Выходили мы часто в наши компании, с очень шумным застольем, ресторанами, походами на природу, и финскими банями. Воспитанные подлинными и мнимыми авторитетами на орущем пафосе, унаследованном наверное, ещё от ненавидимых революционных агитаторов, любые разговоры, даже на литературные темы, не говоря уж о политике, через 5 минут переходили в ожесточённыe споры запредельного градуса, где тот, кто громче – того и перрова победа. Вся компания наша была того странного замеса, что называлось советской интеллигенцией - с её языковой смесью добротной или показной литературности, псевдо-народности и полу-блатной лексики.  Жили-то мы в век развитых, интеллигентствующих дилетантов и лагерных сидельцев под зудящий всплеск моды на поэзию и интеллектуализм.
Света всегда сидела при этом тихо, часто с видимым безразличием к темам и с каким-нибудь журнальчиком, пила, как все, не очень при этом пьянея, была приветлива к окружающим, но, если к ней обращались, отвечала очень точно и коротко, по сути вопроса, демонстрируя целевую начитанность, определённую эрудицию и спокойное внимание к происходящему – без суеты и фанатизма.
 
Вдвоём мы встречались с ней довольно редко. И, странное дело, – я, такой любитель поговорить с пол-оборота на любую тему, не обсуждал с ней почти ничего, кроме чисто практических вещей, да и по обстоятельствам и времени этих встреч, было, честно, как-то не до длинных дебатов. С ней было хорошо молчать, без неловкости. Почему-то не располагала она к «умным» и отвлечённо-пустым разговорам, афористично коротко, заметив однажды, что мы умно разговариваем, но глупо живём, и мне вот как-то не захотелось допытываться, что она имела в виду. А в целом, было что-то необременительное и даже трогательное в её лёгкой застенчивости и поведении. Например, у неё было странное и смешное полу-предложение - паразит, которое она произносила по разному в зависимости от ситуации: коротко - «Конец света!», если происходило что-то удивившее её, или нараспев - «Ко-о-нец, Света!...», если допускала она какую-то, даже ничтожную промашку. Употребляла она часто это обыгрывание собственного имени, на фоне природной молчаливости, вызывая иногда мой смех, а иногда, в зависимости от погоды, и раздражение.

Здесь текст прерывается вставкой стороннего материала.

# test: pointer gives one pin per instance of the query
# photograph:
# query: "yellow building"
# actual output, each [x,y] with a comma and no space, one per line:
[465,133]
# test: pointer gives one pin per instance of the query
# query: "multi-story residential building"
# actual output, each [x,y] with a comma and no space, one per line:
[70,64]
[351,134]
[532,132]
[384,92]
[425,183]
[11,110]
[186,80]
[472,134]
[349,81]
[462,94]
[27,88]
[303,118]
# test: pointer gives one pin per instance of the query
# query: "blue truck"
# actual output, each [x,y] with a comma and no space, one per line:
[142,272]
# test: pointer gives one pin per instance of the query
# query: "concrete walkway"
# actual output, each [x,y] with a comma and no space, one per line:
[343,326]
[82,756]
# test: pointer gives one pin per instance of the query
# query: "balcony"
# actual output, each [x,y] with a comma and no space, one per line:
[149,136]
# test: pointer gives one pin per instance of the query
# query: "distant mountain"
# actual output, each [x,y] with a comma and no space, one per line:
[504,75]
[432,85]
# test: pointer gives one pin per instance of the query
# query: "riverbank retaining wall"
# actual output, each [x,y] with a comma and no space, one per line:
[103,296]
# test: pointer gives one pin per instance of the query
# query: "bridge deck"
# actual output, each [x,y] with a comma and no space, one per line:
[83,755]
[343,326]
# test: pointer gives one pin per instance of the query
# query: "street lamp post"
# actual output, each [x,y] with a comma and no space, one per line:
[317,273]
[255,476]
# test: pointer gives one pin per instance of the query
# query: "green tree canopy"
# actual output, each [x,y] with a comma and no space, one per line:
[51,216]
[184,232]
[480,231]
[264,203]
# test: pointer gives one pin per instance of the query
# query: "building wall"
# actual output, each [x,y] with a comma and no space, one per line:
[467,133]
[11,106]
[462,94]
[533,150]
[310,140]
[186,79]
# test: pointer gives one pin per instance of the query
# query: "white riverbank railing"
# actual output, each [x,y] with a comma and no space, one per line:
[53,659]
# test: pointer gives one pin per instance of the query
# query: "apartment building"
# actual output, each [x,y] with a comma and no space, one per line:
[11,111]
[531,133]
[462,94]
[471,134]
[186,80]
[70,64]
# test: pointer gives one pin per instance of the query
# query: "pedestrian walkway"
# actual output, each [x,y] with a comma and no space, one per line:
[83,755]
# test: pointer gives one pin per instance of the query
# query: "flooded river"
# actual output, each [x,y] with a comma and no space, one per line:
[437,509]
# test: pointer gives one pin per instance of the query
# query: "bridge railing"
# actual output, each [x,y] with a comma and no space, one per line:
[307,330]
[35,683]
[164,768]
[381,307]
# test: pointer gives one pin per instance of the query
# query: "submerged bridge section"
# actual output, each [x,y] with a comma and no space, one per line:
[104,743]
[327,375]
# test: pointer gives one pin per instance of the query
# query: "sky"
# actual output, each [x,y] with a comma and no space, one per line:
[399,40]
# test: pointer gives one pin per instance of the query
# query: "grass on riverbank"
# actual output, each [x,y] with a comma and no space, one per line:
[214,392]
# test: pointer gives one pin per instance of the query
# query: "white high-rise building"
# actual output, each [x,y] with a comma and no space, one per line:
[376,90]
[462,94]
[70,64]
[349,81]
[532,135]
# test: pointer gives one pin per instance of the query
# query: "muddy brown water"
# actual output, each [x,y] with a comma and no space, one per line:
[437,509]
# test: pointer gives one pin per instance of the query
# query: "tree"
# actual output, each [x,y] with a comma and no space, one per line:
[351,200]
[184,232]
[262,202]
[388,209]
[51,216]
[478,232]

Обычно, я проявлял инициативу, звоня ей, чтобы встретиться и пойти куда-нибудь. Но как то осенью, в середине Сентября, она позвонила сама и предложила поехать в популярное у нас, особенно осенью, место, в полутора часах езды на поезде – нашу, так называемую «маленькую Швейцарию», с её довольно высокими холмами, обильно и плотно заросшими лиственными деревьями, обещавшими общеизвестную красоту осеннего буйства красок. Был там и настоящий, старый, пряничный замок.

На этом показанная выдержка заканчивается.